De mensen die actief zijn op het terrein, weten dat de orang-oetan gered kan worden. Het succes hangt echter wel af van verschillende factoren: doorzettingsvermogen, een goede samenwerking met de overheden, een sterke ondersteuning van de lokale bevolking en hulp van de bedrijven die het land beheren. Als we erin slagen om de wouden en hun orang-oetans te beschermen, kan de populatie zich stabiliseren. Het zou er zelfs voor kunnen zorgen dat ze zich weer herstelt en dat de mensapen gebieden heroveren waar ze in het verleden verdwenen waren.

We moeten echter wel loskomen van onze vaste denkkaders. Er gaat bijvoorbeeld veel geld en moeite naar het redden van individuele dieren, die dan op een veiligere plek opgevangen en opnieuw vrijgelaten worden. Dat kan inderdaad een individu uit een wanhopige situatie halen, maar het is erg duur en bovendien is het geen efficiënte methode om het algemene probleem aan te pakken. Om alles even in perspectief te plaatsen: de afgelopen 16 jaar hebben we 100.000 orang-oetans verloren en met reddingsoperaties, overplaatsingen en rehabilitatie misschien 1.000 gered.

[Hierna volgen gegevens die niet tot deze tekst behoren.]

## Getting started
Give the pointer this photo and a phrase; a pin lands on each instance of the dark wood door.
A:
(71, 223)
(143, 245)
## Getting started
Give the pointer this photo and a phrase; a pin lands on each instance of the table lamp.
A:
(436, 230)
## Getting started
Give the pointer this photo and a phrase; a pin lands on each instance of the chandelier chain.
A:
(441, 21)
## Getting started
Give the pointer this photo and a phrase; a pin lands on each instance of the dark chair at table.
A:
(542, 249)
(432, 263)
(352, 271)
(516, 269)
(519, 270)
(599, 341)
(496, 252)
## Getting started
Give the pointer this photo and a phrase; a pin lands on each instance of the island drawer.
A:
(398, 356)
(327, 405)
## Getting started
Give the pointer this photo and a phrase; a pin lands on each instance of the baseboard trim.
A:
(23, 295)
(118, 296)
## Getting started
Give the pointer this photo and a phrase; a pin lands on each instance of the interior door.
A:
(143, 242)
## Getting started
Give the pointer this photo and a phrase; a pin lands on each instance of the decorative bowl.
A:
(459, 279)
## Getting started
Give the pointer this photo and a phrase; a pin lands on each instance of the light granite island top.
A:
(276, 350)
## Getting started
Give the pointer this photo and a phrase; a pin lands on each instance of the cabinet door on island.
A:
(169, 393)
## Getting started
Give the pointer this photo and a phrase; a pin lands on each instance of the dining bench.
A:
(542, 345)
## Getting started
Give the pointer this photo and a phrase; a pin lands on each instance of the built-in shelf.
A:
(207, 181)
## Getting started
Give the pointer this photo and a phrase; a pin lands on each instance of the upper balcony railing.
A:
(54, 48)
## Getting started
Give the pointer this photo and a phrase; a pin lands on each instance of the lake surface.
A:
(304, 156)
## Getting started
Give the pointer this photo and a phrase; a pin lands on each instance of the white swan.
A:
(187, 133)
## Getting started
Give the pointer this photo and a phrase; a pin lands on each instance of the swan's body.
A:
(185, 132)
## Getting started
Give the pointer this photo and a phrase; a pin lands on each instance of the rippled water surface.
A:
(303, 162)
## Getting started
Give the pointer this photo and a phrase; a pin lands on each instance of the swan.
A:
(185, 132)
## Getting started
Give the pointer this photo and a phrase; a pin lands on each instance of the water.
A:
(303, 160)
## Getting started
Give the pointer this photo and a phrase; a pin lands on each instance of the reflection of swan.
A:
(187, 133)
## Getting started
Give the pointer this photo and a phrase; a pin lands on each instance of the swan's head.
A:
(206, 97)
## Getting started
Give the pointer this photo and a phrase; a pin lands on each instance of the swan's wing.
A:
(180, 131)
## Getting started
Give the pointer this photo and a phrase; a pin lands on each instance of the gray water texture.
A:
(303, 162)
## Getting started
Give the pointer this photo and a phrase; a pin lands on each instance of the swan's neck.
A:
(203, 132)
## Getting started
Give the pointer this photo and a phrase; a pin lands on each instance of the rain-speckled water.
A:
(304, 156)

Als we het verlies echt willen stoppen, moeten we zowel de wouden beschermen als stoppen met de dieren te doden. Aangezien de meeste orang-oetans buiten beschermd gebied leven, moeten we de gemeenschappen en bedrijven die hun habitat beheren aan boord krijgen. Een oliepalmplantage beschermt op zijn terreinen nu al bijvoorbeeld 150 orang-oetans, en bewijst op die manier dat deze industrie toch niet onafscheidelijk gelinkt is met de verwoesting van het habitat.

Op een grotere schaal zijn de Maleisische staat Sabah en de Indonesische provincie Centraal-Kalimantan, beide op Borneo, van plan om hun hele palmolieproductie tegen 2025 duurzaam te maken. Daarbij komt er een totaalverbod op het doden van de dieren. Tegelijkertijd zijn de beide landen een actieplan aan het ontwikkelen om de orang-oetan op lange termijn te beschermen.

Het is nu dus aan de Indonesische en Maleisische overheden om het doden van orang-oetans met een harde hand aan te pakken. Want als we niet leren van onze fouten, zal dat stadion uiteindelijk helemaal leeg zijn, voor altijd.